Cypriot Bichrome ware is a type of Late Bronze Age, and Iron Age, pottery that is found widely on Cyprus and in the Eastern Mediterranean. This type of pottery is found in many sites on Cyprus, in the Levant, and also in Egypt. It was typically produced on a pottery wheel. A large variety of decorations and motifs are attested. This pottery is very similar to certain types of the Mycenaean pottery from various locations.
It was originally produced on Cyprus during the Late Cypriot I period. Comparison of the fabrics indicates that it was also imitated in the Eastern Levant and in Egypt.

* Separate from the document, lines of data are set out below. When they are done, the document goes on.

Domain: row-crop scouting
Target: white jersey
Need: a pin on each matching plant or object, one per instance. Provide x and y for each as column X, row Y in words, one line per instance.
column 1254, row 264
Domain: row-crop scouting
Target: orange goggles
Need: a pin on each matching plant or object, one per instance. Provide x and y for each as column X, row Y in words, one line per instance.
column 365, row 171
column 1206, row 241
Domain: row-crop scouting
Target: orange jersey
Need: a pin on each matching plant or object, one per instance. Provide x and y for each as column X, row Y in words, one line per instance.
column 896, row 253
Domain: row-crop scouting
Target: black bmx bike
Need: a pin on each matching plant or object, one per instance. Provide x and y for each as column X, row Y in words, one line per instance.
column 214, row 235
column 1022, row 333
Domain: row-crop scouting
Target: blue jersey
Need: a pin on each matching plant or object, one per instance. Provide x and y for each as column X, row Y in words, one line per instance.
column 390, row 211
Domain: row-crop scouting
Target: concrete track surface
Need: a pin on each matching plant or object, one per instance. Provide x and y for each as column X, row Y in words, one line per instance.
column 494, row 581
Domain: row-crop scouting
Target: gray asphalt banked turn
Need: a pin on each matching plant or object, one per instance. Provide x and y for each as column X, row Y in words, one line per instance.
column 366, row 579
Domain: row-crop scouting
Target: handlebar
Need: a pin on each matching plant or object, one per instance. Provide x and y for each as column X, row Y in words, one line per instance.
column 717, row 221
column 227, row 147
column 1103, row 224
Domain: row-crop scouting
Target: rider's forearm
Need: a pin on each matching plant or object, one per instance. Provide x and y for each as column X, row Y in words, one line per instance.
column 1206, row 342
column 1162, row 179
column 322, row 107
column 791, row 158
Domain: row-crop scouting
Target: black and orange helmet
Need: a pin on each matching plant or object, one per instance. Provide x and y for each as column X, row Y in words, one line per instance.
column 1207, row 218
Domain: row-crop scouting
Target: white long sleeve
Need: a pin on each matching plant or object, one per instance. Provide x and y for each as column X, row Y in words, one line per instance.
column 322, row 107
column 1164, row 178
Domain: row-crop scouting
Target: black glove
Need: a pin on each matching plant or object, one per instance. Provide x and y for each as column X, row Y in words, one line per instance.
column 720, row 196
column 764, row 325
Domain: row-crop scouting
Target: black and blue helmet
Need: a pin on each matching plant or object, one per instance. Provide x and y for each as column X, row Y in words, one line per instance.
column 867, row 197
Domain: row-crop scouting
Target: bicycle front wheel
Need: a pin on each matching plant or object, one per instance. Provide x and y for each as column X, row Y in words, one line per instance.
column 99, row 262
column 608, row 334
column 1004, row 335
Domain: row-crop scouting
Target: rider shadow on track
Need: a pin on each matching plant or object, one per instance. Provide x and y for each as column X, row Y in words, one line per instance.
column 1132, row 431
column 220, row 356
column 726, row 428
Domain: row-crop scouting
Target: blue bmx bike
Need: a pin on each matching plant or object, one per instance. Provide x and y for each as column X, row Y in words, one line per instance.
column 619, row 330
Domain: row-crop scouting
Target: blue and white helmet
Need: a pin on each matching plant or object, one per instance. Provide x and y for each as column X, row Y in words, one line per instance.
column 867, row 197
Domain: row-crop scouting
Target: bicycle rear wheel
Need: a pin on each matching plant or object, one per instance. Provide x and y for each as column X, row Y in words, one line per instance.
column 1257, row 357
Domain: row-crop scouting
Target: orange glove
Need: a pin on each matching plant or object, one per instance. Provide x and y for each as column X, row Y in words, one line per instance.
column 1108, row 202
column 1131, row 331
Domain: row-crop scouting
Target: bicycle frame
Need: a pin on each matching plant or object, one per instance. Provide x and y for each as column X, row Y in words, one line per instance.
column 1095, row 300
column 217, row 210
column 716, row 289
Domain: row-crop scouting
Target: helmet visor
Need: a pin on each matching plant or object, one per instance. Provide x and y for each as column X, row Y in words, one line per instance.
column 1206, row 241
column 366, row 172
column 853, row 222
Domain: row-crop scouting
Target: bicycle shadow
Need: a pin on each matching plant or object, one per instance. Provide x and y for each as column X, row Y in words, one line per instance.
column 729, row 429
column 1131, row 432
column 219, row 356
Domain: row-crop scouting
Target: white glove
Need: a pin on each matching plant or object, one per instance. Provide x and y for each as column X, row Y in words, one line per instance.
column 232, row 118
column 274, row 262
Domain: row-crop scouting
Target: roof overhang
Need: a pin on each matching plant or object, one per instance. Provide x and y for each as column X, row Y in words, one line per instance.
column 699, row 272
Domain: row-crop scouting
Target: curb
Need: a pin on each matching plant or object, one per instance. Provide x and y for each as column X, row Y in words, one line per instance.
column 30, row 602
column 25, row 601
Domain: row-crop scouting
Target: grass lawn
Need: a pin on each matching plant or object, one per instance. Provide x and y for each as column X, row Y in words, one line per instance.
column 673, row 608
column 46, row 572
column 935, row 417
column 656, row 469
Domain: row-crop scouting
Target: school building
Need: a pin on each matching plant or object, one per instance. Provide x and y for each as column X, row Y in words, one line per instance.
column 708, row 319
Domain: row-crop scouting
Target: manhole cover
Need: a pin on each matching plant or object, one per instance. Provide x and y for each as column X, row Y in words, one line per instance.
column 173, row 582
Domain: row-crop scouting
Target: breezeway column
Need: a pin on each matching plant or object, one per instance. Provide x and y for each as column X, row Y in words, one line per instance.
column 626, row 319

Cypriot Bichrome is characterized by its most common decoration: two black lines with a red line in between. Between those lines geometric, floral or zoomorphic decorations would often appear.

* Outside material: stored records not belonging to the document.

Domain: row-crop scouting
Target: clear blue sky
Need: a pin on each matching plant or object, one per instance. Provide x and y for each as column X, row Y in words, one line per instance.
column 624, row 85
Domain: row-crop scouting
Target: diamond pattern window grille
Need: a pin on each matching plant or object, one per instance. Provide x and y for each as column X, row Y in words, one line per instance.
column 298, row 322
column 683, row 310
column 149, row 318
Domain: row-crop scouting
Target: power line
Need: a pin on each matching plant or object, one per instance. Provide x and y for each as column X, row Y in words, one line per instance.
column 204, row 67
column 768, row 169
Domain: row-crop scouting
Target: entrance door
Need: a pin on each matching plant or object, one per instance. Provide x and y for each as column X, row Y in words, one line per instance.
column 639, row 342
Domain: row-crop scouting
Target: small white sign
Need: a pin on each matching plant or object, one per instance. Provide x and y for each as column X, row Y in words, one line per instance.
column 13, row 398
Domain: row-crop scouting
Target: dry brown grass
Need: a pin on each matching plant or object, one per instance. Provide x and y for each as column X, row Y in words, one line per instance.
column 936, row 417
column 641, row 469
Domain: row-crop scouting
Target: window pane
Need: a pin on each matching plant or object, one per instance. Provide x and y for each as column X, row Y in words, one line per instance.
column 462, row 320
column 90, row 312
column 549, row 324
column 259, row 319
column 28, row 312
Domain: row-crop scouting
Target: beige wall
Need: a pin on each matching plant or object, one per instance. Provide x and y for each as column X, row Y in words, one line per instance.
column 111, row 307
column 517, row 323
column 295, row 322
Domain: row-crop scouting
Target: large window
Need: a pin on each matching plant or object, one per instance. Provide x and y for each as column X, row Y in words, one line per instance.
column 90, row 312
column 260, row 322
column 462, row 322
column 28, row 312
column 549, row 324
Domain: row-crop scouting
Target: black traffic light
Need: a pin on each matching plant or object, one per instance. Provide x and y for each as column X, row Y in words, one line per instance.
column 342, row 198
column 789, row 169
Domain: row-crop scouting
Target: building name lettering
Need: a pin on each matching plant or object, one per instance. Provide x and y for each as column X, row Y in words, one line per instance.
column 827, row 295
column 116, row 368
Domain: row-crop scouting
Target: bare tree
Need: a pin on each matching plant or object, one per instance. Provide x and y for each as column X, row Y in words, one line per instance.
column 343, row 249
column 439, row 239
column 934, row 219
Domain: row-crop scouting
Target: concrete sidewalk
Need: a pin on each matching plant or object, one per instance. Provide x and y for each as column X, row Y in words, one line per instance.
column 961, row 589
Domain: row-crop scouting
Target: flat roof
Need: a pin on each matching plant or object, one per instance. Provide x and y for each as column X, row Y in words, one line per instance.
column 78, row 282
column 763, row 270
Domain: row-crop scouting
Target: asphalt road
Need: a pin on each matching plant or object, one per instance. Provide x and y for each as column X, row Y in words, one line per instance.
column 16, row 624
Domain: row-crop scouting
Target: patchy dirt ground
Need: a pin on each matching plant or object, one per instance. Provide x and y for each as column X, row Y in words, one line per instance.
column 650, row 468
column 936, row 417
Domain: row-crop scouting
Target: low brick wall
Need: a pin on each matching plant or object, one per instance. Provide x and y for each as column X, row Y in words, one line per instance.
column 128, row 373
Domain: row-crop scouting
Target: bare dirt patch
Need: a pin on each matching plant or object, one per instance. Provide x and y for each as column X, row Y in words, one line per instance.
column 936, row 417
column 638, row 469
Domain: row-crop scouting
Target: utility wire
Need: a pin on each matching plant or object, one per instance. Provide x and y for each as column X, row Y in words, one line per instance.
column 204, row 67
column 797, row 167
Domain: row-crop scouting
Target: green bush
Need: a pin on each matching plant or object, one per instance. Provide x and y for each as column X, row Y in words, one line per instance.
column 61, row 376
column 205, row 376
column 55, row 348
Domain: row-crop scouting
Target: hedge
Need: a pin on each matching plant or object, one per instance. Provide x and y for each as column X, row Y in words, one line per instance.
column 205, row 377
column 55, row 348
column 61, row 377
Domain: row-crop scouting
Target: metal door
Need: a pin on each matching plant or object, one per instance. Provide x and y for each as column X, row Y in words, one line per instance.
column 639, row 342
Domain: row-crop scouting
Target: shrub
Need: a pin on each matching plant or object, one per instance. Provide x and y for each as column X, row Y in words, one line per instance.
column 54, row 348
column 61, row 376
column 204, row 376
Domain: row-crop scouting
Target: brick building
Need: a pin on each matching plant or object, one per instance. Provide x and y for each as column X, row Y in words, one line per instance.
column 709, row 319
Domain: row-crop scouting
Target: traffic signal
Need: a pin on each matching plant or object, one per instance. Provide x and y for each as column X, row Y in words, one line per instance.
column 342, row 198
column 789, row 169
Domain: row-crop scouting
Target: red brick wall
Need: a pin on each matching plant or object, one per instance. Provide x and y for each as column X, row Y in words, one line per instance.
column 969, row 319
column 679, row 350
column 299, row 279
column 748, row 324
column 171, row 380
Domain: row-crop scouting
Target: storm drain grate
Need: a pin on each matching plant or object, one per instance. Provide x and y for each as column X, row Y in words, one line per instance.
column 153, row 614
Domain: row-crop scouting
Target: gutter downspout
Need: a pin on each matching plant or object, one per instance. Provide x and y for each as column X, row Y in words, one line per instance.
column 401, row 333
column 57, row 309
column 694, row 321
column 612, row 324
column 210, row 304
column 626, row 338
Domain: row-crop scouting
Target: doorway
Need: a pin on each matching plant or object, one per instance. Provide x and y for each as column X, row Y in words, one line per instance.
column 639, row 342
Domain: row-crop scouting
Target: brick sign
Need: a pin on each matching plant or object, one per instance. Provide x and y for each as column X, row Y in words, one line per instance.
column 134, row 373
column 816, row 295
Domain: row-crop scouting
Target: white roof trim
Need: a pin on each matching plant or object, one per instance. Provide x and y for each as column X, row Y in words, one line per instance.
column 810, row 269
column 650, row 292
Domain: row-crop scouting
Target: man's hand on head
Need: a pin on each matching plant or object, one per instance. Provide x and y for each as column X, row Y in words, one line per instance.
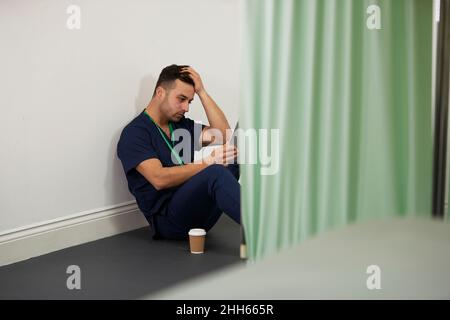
column 199, row 88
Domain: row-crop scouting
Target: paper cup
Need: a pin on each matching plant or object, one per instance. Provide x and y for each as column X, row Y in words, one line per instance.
column 197, row 240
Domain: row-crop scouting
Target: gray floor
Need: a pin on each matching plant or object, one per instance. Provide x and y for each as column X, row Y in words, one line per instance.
column 127, row 266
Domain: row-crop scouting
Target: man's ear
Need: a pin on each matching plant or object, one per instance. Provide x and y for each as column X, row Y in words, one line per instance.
column 160, row 93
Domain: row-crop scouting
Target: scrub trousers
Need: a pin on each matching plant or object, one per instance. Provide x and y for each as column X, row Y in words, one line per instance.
column 200, row 201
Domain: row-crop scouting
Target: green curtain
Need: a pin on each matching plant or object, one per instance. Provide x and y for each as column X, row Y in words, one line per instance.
column 353, row 107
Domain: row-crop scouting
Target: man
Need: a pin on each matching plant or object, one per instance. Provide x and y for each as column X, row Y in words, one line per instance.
column 174, row 193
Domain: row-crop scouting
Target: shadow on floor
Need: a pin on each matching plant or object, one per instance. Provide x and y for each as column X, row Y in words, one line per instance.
column 126, row 266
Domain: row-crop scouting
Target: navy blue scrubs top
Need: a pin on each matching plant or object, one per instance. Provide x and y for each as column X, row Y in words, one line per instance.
column 141, row 140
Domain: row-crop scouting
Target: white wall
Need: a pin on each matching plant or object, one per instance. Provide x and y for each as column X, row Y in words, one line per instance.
column 66, row 94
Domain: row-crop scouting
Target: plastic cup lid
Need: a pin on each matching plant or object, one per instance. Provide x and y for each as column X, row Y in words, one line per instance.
column 197, row 232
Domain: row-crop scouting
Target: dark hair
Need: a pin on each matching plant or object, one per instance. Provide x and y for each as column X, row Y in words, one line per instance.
column 171, row 73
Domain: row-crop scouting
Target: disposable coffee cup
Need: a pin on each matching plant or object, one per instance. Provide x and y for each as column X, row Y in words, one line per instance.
column 197, row 240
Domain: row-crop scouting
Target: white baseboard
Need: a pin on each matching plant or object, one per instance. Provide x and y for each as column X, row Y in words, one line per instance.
column 41, row 238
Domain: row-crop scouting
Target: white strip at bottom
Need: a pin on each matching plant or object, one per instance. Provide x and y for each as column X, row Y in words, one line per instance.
column 35, row 240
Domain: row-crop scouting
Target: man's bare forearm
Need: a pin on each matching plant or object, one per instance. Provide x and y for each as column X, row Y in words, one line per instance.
column 174, row 176
column 215, row 115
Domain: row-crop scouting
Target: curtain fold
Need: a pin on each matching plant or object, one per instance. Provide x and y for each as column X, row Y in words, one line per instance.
column 353, row 109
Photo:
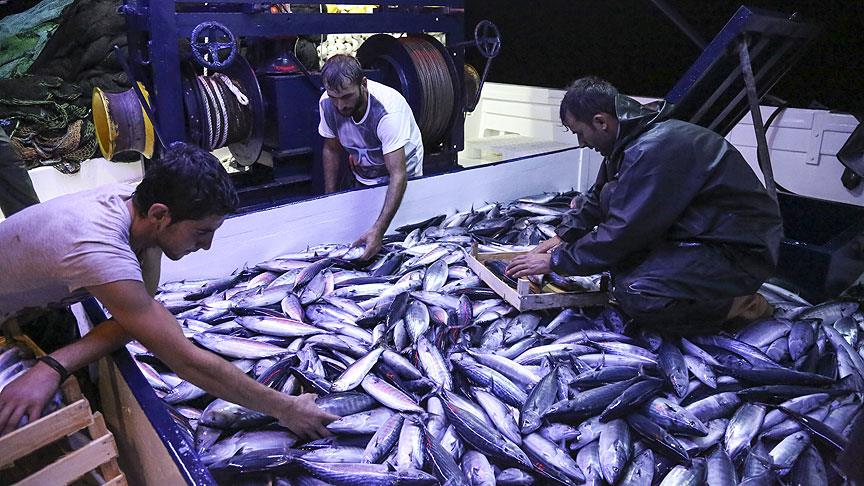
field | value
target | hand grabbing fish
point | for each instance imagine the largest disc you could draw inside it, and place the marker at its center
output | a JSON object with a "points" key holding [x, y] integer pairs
{"points": [[305, 419], [530, 264]]}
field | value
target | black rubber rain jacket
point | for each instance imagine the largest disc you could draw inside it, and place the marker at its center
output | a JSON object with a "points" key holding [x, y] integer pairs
{"points": [[676, 213]]}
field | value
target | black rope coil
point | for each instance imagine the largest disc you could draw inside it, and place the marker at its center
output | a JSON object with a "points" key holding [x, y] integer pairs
{"points": [[225, 111], [437, 87]]}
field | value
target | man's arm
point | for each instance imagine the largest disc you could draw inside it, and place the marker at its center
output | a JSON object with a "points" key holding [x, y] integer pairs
{"points": [[151, 269], [395, 162], [29, 393], [138, 316], [330, 161]]}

For a long time, Bichrome Ware was considered to be a key marker for the beginning of the Late Bronze Age. However, recent studies indicate a slightly earlier appearance.

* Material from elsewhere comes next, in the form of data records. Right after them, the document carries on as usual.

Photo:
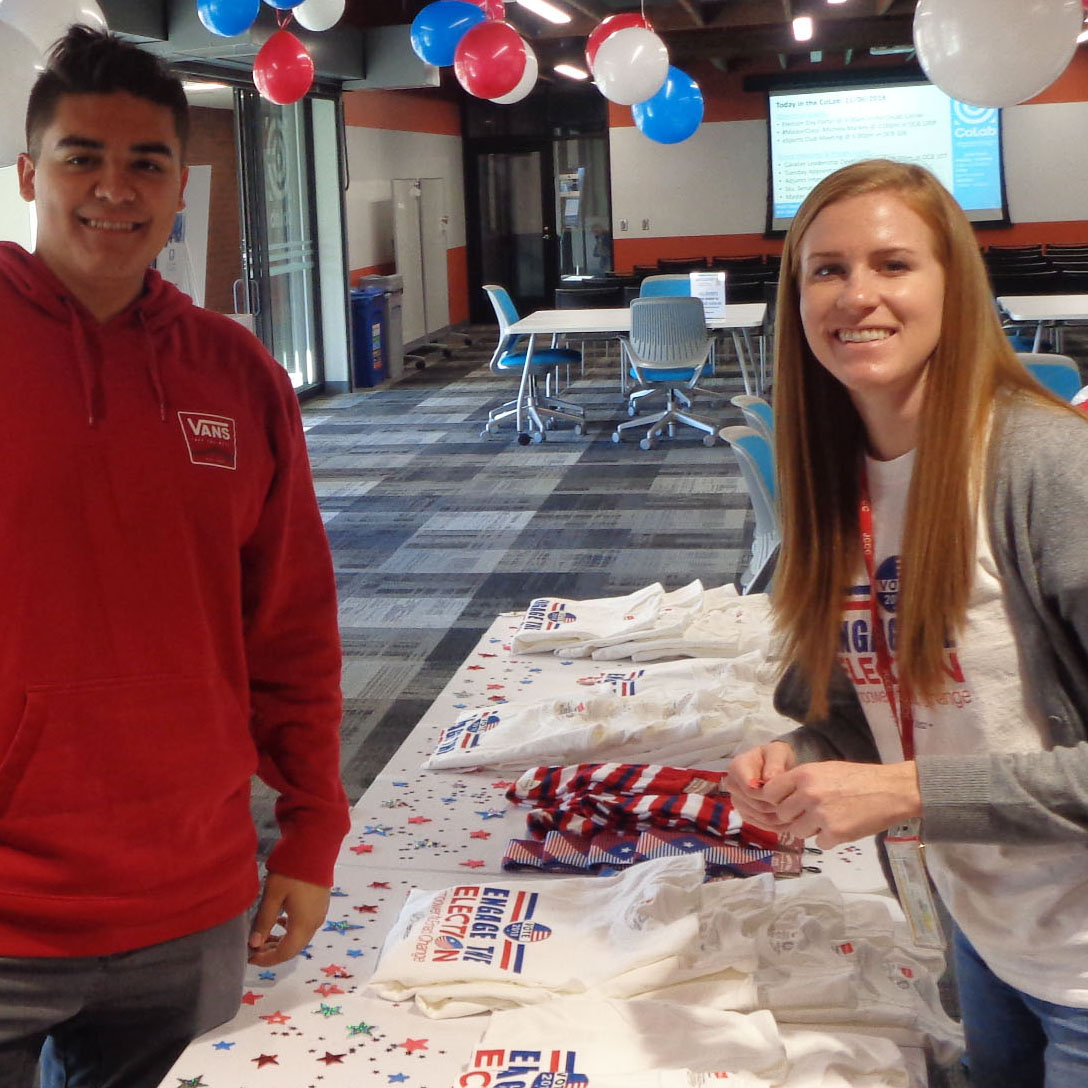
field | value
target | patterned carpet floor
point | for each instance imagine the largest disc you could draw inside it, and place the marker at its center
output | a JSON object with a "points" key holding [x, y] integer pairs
{"points": [[435, 530]]}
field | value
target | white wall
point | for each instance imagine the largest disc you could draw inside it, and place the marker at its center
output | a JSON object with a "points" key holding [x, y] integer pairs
{"points": [[716, 182], [378, 156], [16, 215]]}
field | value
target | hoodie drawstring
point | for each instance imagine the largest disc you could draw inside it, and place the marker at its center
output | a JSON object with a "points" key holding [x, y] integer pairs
{"points": [[87, 378], [153, 370]]}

The following periods are distinguished on Cyprus.
This is a wheel-made pottery featuring rich and symmetrical painted decoration of parallel lines, bands, concentric circles, rhombi, checked, meanders, rosettes, lotus flowers, papyruses and various other floral and geometrical motifs.
The Cypro-Geometric period is still not fully understood and is much debated. The main point of contention is the continuity between the end of the Bronze Age and the early Geometric period.
During the Cypro-Geometric I Period (1050–950 BC), the following types of pottery were produced on Cyprus other than the Bichrome: White Painted, Plain White, and Black Slip potteries.
This period is distinguished by the jugs of the free field style. They feature unique schematised bichrome type representations of bulls, birds, fishes and additional decorative forms.
A type of Bichrome pottery (Bichrome VII) was produced as late as the Cypro-Classical Period.
By this time, the artists of Cyprus were most heavily influenced by the art of mainland Greece, but Cypriot idiosyncrasies, such as the pitchers with figural spouts still existed. The human figure made more regular appearances in art than in previous ages, and sculpture became popular on large and minuscule scales.
A noted nuclear scientist Isadore Perlman undertook the analysis of Cypriot Bichrome Ware when he pioneered high-precision methods of neutron activation analysis at the Lawrence Berkeley Laboratory in the US. Neutron activation analysis helps to determine the origin of ancient pottery and other artifacts through the analysis of the clay from which they were made. He was helped in the project by another noted scientist Frank Asaro.